NEAF Lecture: The Iron Age Megacity on Kerkenes Dağ
Joseph (Seppi) Lehner | Amanda Dusting
The Iron Age Megacity on Kerkenes Dağ
After the collapse of the Hittite Empire in central Anatolia ca. 1200 BC, a new political order emerged over several centuries in the Iron Age. Archaeologists refer to this as Phrygia, with famous sites like Gordion producing fascinating discoveries that brought to light this elusive society. Evolving out of an environment of intense regional geopolitical conflict, a massive new urban foundation was built on low rising mountain of Kerkenes Dağ in eastern Central Anatolia. Founded sometime in the late 7th/early 6th century BC, this 270 hectare megacity with 7.5kms of city walls – perhaps the largest pre-Hellenistic city in Anatolia – was completely destroyed and abandoned a few generations later in ca. 540 BC. Nearly 30 years of research at the site, including extensive subsurface remote sensing, targeted excavation, and agent-based simulations, have revealed subtleties of everyday life and monumentality that every year provide surprises. This talk will describe on-going research at the site – including most results from our 2022 campaign – to highlight how the city developed and was likely destroyed; how trade and war structured urban life at the city; and, how Kerkenes represents now a prime example of how the evolution of urban societies is a varied and oftentimes unsuccessful process
Joseph (Seppi) Lehner is an anthropological archaeologist who specializes in early complex societies of southwestern Asia. Seppi is co-director of the Kerkenes Project and currently an Australian Research Council DECRA Fellow at the University of Sydney. He finished his PhD at the UCLA Cotsen Institute of Archaeology and is a past Alexander von Humboldt German Chancellor Fellow at the University of Tübingen and a Senior Fellow at the Research Center for Anatolian Civilizations at Koç University in Istanbul. He also directs field projects elsewhere in Turkey and Oman.
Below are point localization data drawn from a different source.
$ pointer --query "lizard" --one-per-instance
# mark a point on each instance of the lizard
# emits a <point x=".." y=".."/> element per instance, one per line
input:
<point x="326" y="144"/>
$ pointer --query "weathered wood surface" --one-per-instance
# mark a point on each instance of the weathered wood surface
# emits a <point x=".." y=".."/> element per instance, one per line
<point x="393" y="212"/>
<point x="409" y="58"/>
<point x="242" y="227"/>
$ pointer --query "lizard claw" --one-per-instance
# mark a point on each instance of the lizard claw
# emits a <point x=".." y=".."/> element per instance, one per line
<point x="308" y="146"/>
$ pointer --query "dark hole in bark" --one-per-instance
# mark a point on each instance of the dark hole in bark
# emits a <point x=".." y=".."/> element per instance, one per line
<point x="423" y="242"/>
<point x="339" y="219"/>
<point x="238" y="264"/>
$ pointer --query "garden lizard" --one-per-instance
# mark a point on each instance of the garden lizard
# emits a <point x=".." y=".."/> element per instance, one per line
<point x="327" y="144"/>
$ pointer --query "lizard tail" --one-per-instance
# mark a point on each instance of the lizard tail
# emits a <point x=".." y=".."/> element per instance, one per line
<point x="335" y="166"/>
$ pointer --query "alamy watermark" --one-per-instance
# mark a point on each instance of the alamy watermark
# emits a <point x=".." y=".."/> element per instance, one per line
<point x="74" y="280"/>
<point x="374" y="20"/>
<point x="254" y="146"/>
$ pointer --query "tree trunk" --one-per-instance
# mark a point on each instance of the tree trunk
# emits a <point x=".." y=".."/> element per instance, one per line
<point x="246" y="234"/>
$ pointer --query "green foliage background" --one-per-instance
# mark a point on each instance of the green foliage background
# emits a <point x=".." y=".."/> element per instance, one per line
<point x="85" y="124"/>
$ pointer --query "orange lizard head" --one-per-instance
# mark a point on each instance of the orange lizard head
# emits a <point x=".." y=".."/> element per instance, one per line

Amanda Dusting is a graduate of the University of Sydney, she did her PhD in Near Eastern Archaeology on the Achaemenid Architecture of Qal’eh Kali, Fars Province, Iran. Amanda has excavated extensively in the Near East and Mediterranean and she is currently a freelance Excavation Director for Historical sites in Australia. She has an ongoing involvement with training Iraqi heritage professionals in Iraqi Kurdistan for the British Museum as part of the Iraq Emergency Training Scheme. Most recently Amanda was part of the Kerkenes Dag 2022 field season with the University of Central Florida as a trench supervisor.